The application of Cention N is contraindicated

  • If a dry working field cannot be established or the prescribed application technique cannot be applied
  • If the patient is known to be allergic to any of the ingredients of Cention N
  • When used as a luting composite
    • Stronger than glass ionomer cement
    • More esthetic than amalgam and glass ionomer cement
    • Time-saving replacement of tooth structure in only four working steps
    • TECHNICAL SPECIFICATION:

      • Mixing time (at 23 °C): 45–60 s
      • Working time: 3 mins
      • Setting time (self-curing): 5 min (from the start of mixing)

       

       

       

      Application

      1. Isolation Appropriate isolation is required.

      2. Cavity preparation

      2.1 Cavity preparation when using Cention N without an adhesive

      When using Cention N without an adhesive, the preparation guidelines for the placement of amalgam fillings apply (retentive preparation design, resistance form). Retentive undercuts need to be prepared in all areas of the cavity. Enamel portions not supported by dentin must be avoided. In order to prevent fractures of Class II fillings, the area of the isthmus should be sufficiently deep and wide: on the occlusal/proximal aspect it should be at least 1.5 mm in depth, and on the buccal/oral aspect at least half the cuspto-cusp distance. The cavity floor should feature a bevel from the occlusal to the proximal aspect in order to reduce tension peaks. Enamel margins should not be bevelled. Subsequently, rinse the cavity with water spray to remove all the residue and dry with water- and oil-free air.

      2.2 Cavity preparation when optionally using Cention N with an adhesive

      The cavity is prepared according to the principles of the adhesive technique, i.e. by preserving as much of the tooth structure as possible. Do not prepare sharp internal angles or additional undercuts in caries-free areas. The geometry of the cavity is predetermined by the dimensions of the caries lesion or the old filling. Slightly bevel or round out the enamel margins using finishing diamonds (grit size 25–40 µm). Subsequently, rinse the cavity with water to remove all residue and dry with water- and oil-free air

      3. Pulp protection / Base

      If no adhesive is used, areas close to the pulp should be selectively coated with a calcium hydroxide preparation (e.g. ApexCal®). If an adhesive is used, a cavity liner is generally not necessary. Only in very deep cavities, selectively coat the area close to the pulp with a calcium hydroxide-based preparation (e.g. ApexCal®) and cover it with pressureresistant cement (glass ionomer cement, e.g. Vivaglass® Liner) before applying the dentin-enamel bonding agent.
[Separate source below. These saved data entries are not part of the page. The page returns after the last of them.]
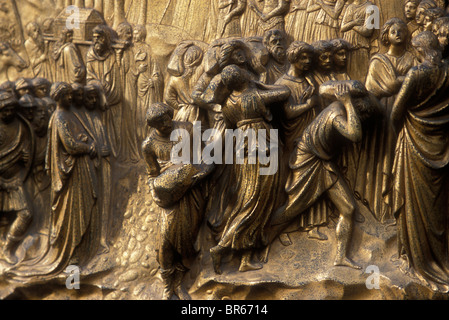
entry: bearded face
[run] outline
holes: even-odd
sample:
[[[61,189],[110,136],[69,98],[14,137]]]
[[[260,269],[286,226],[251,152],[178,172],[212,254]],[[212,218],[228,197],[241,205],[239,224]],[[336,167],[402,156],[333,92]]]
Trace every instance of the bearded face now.
[[[98,54],[103,54],[107,50],[106,36],[101,33],[94,33],[93,38],[94,49]]]
[[[284,63],[286,59],[286,50],[284,38],[281,35],[274,34],[270,37],[267,50],[278,63]]]

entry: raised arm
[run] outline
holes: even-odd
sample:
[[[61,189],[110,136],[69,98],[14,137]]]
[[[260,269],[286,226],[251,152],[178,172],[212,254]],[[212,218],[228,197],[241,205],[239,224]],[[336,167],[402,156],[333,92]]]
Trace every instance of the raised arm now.
[[[290,97],[291,91],[283,85],[263,85],[265,90],[259,90],[265,104],[285,101]]]
[[[360,119],[354,109],[351,94],[349,90],[345,90],[344,85],[339,85],[336,97],[346,109],[346,117],[339,115],[335,117],[333,125],[345,138],[352,142],[360,142],[362,140],[362,125]]]

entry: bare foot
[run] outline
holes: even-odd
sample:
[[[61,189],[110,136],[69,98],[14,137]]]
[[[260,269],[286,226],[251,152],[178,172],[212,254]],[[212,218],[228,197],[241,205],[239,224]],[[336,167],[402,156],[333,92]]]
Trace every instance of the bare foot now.
[[[291,246],[293,244],[288,233],[282,233],[279,236],[279,241],[281,241],[282,245],[285,247]]]
[[[307,233],[307,236],[308,236],[310,239],[315,239],[315,240],[320,240],[320,241],[325,241],[325,240],[328,239],[327,236],[326,236],[324,233],[321,233],[321,232],[318,230],[318,228],[313,228],[312,230],[310,230],[310,231]]]
[[[260,270],[263,268],[262,263],[253,263],[249,261],[245,261],[245,259],[242,259],[242,262],[240,263],[239,271],[245,272],[245,271],[252,271],[252,270]]]
[[[334,266],[350,267],[357,270],[362,269],[361,266],[359,266],[357,263],[346,257],[344,257],[343,259],[335,260]]]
Do not cover other cavity walls, since they can be used to support the bond with a dentin-enamel bonding agent

      4. Placing the matrix / interdental wedge

      If the cavity includes proximal areas, place a matrix band and secure it with a wedge.

      5. Conditioning / Applying the dentin-enamel bonding agent

      When using Cention N without an adhesive, do not condition the tooth structure with phosphoric acid. Condition and apply the dentin-enamel bonding agent according to the Instructions for Use of the product in use. Ivoclar Vivadent recommends using the dentin-enamel bonding agent Tetric® N-Bond Universal or Tetric® N-Bond (in combination with phosphoric acid etching).

      6. Dispensing and mixing

      The mixing ratio for a small cavity is: 1 measuring scoop of Powder and 1 drop of Liquid (this corresponds to a weight ratio of 4.6:1). For larger cavities, a mixing ratio of either 2 measuring scoops of Powder and 2 drops of Liquid or 3 measuring scoops of Powder and 3 drops of Liquid should be used.

      7. Finishing / Checking the occlusion

      After polymerization, remove excess material with suitable tungsten carbide finishers or fine-grit diamonds. Remove proximal excess with diamond or tungsten carbide finishers or using finishing strips or flexible finishing discs. Check the occlusion and articulation and grind in the necessary adjustments to prevent premature contacts or undesired articulation paths on the surface of the restoration.